Chart of the Week: Nearly Half of All Americans Don’t Pay Income Taxes
Rob Bluey /
This year’s Index of Dependence on Government presented startling findings about the sharp increase of Americans who rely on the federal government for housing, food, income, student aid or other assistance. (See last week’s chart.)
Another eye-popping number was the percentage of Americans who don’t pay income taxes, which now accounts for nearly half of the U.S. population. Meanwhile, most of that population receives generous federal benefits.
“One of the most worrying trends in the Index is the coinciding growth in the non-taxpaying public,” wrote Heritage authors Bill Beach and Patrick Tyrrell. “The percentage of people who do not pay federal income taxes, and who are not claimed as dependents by someone who does pay them, jumped from 14.8 percent in 1984 to 49.5 percent in 2009.”
That means 151.7 million Americans paid nothing in 2009. By comparison, 34.8 million tax filers paid no taxes in 1984.
The rapid growth of Americans who don’t pay income taxes is particularly alarming for the fate of the American form of government, Beach and Tyrrell warned. Coupled with higher spending on government programs, it is already proving to be a major fiscal challenge.
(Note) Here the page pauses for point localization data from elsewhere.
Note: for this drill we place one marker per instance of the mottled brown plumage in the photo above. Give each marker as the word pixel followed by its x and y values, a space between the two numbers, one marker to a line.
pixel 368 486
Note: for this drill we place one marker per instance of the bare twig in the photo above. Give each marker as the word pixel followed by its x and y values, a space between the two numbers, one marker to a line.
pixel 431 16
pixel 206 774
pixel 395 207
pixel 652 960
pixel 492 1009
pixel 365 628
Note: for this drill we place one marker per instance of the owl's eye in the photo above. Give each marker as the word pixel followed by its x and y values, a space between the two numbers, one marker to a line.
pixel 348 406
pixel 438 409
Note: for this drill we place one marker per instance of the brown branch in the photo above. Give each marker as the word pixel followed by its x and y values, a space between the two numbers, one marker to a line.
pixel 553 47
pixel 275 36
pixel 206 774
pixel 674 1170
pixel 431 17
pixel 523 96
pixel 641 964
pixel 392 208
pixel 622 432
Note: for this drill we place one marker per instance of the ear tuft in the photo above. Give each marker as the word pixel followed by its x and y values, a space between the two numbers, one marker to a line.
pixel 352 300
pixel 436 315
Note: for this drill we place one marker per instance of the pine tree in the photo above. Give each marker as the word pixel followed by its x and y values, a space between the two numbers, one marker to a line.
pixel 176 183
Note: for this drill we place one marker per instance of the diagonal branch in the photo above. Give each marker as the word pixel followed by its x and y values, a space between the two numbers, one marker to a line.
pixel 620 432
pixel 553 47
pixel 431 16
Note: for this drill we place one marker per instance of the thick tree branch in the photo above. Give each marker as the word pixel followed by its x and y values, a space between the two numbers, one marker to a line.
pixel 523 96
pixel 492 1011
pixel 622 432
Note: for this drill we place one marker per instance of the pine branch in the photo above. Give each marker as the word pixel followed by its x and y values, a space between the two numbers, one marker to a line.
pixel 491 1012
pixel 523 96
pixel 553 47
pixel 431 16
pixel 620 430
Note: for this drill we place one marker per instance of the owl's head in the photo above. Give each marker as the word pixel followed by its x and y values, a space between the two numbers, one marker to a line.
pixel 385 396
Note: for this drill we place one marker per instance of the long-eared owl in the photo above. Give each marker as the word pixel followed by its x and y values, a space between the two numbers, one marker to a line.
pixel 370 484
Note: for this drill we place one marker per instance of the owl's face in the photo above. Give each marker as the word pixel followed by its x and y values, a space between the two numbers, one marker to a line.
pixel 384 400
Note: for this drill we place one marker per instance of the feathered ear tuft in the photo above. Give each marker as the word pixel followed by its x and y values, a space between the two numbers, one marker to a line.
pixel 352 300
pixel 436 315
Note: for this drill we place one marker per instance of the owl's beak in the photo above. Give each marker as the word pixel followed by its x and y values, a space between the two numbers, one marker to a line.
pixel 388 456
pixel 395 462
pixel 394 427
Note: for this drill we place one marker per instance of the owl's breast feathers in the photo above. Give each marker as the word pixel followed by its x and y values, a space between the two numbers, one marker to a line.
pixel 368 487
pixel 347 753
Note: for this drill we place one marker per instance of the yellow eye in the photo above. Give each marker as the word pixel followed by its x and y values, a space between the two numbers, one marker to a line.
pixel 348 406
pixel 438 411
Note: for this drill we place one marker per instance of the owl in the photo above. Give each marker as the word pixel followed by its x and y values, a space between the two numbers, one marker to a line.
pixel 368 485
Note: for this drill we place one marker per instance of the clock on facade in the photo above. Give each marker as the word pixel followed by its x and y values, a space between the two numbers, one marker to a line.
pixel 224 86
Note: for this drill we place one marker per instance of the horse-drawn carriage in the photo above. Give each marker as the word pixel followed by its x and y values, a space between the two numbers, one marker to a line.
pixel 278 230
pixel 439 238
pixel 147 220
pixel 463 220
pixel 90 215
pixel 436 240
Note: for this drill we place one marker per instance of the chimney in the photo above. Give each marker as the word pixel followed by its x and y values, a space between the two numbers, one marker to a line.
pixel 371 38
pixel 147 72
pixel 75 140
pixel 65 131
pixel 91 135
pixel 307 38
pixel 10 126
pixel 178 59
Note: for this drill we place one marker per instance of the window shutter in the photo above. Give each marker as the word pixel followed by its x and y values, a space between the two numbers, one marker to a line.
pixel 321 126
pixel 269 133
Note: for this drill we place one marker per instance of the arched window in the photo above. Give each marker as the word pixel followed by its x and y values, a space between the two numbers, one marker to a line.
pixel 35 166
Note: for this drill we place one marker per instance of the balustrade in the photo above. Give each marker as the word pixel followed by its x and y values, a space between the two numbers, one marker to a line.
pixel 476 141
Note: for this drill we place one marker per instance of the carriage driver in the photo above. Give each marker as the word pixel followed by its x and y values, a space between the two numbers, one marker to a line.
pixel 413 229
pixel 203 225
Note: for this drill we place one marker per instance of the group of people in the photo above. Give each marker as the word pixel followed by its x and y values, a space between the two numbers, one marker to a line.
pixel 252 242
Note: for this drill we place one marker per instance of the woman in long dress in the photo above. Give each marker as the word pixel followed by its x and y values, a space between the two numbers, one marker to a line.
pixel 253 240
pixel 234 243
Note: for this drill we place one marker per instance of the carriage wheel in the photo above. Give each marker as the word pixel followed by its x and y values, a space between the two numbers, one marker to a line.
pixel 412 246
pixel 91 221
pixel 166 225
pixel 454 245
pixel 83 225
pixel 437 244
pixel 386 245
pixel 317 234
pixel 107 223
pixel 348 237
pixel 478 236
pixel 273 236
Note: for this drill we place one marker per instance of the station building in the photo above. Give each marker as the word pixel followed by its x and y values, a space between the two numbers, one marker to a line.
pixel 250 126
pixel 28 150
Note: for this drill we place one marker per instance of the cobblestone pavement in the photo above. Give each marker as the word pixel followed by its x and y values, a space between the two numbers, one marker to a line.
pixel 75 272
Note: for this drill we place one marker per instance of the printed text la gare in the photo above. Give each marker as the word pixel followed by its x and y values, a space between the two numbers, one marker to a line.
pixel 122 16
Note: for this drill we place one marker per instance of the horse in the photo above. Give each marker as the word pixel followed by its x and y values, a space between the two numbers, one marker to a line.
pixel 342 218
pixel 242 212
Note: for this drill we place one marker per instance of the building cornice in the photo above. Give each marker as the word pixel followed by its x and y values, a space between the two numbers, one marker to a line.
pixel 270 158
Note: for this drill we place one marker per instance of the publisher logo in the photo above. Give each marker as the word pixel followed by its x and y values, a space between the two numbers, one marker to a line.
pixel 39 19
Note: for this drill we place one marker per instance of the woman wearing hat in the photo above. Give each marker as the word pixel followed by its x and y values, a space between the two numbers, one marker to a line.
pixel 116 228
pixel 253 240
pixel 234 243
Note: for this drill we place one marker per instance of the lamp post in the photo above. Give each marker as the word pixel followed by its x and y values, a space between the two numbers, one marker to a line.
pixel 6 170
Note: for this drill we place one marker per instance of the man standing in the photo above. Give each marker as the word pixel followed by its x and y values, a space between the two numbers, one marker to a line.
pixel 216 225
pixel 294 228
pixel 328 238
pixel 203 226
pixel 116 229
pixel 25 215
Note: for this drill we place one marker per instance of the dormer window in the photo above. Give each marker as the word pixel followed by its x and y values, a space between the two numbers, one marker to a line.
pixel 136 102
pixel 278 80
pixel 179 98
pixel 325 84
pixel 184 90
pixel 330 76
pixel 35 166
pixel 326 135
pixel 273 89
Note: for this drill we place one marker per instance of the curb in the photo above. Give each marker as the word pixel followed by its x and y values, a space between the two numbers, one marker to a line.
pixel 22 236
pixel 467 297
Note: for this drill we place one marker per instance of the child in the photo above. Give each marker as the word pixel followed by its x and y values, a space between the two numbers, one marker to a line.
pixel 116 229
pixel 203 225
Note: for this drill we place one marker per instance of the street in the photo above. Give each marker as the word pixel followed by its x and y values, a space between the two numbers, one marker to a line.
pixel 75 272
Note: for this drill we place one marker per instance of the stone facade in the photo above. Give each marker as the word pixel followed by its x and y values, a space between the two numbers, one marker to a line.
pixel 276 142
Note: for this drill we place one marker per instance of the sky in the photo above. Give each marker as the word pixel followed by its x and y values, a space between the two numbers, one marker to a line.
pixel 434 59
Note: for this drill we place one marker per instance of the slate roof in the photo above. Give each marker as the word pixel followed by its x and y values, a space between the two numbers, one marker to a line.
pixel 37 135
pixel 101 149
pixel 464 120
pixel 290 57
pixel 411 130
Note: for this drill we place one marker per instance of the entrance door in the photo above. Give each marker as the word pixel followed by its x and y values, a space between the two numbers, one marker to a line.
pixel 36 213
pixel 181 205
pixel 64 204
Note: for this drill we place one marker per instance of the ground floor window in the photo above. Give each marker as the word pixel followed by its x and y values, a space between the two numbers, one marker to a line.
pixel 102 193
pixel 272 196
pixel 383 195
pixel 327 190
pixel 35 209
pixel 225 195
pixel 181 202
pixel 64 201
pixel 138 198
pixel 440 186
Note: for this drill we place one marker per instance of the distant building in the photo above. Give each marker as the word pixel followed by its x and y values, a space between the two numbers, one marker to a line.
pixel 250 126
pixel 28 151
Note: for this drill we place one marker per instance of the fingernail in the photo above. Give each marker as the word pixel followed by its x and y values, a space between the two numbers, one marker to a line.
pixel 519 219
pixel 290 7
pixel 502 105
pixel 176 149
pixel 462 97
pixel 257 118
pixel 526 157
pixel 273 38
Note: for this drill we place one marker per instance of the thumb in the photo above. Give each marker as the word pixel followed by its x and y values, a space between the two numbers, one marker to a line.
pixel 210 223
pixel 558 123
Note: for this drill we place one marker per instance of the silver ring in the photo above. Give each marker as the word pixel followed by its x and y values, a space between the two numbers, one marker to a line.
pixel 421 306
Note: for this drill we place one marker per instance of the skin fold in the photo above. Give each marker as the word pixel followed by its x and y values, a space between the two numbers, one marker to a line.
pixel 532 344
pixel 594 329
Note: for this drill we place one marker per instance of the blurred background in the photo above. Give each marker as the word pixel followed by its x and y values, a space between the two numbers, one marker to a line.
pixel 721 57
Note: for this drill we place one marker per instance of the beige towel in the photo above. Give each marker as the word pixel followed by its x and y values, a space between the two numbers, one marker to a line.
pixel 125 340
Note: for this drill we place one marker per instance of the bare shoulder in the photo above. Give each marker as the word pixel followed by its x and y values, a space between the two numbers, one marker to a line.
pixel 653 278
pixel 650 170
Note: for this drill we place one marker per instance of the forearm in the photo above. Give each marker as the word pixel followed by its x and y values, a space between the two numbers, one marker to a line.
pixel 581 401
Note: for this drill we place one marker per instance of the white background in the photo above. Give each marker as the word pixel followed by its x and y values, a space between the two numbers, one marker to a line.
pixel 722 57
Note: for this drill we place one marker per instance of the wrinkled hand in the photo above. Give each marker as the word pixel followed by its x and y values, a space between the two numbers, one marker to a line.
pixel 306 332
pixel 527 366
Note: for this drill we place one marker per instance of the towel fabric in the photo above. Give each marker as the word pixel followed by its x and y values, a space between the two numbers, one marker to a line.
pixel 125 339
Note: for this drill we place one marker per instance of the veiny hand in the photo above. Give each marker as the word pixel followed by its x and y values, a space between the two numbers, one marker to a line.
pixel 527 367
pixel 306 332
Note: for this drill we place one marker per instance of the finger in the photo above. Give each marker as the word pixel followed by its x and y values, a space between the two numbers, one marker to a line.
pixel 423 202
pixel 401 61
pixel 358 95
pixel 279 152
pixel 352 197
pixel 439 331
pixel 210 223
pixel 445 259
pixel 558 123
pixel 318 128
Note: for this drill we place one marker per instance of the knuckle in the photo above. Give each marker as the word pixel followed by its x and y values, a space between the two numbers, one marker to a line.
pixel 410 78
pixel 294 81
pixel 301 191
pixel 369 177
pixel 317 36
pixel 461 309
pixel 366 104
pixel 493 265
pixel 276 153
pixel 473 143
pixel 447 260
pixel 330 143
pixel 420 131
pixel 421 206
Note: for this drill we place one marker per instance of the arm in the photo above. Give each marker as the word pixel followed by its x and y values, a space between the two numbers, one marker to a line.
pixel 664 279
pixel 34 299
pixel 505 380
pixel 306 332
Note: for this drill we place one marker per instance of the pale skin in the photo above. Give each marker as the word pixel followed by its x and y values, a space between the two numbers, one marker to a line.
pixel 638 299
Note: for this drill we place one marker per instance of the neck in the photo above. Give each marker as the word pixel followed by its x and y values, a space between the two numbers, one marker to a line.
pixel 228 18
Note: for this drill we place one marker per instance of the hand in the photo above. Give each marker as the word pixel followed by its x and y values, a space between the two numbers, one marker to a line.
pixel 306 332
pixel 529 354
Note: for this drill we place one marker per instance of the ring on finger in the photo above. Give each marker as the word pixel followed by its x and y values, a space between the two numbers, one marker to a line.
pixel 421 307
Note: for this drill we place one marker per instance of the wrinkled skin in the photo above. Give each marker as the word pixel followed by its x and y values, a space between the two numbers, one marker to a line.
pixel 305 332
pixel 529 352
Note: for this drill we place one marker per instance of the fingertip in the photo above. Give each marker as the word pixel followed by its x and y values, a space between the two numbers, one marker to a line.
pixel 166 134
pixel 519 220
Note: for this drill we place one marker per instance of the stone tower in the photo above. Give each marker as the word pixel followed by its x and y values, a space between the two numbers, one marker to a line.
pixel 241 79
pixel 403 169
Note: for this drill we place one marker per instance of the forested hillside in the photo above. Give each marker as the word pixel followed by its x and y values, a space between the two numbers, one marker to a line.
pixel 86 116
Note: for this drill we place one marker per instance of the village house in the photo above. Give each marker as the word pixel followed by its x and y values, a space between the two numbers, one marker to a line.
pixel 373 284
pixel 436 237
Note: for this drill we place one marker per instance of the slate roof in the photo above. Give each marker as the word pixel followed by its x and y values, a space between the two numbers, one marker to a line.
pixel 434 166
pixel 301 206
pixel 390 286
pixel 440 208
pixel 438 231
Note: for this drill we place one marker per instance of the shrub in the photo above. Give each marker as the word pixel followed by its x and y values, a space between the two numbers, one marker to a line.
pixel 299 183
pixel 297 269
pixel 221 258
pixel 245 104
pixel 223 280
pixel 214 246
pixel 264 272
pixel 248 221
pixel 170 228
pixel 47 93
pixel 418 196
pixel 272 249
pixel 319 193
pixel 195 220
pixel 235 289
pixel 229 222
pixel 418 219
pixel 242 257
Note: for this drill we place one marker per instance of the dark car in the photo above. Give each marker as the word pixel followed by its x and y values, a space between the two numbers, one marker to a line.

“This trend should concern everyone who supports America’s republican form of government,” Beach and Tyrrell wrote. “If the citizens’ representatives are elected by an increasing percentage of voters who pay no income tax, how long will it be before these representatives respond more to demands for yet more entitlements and subsidies from non-payers than to the pleas of taxpayers to exercise greater spending prudence?”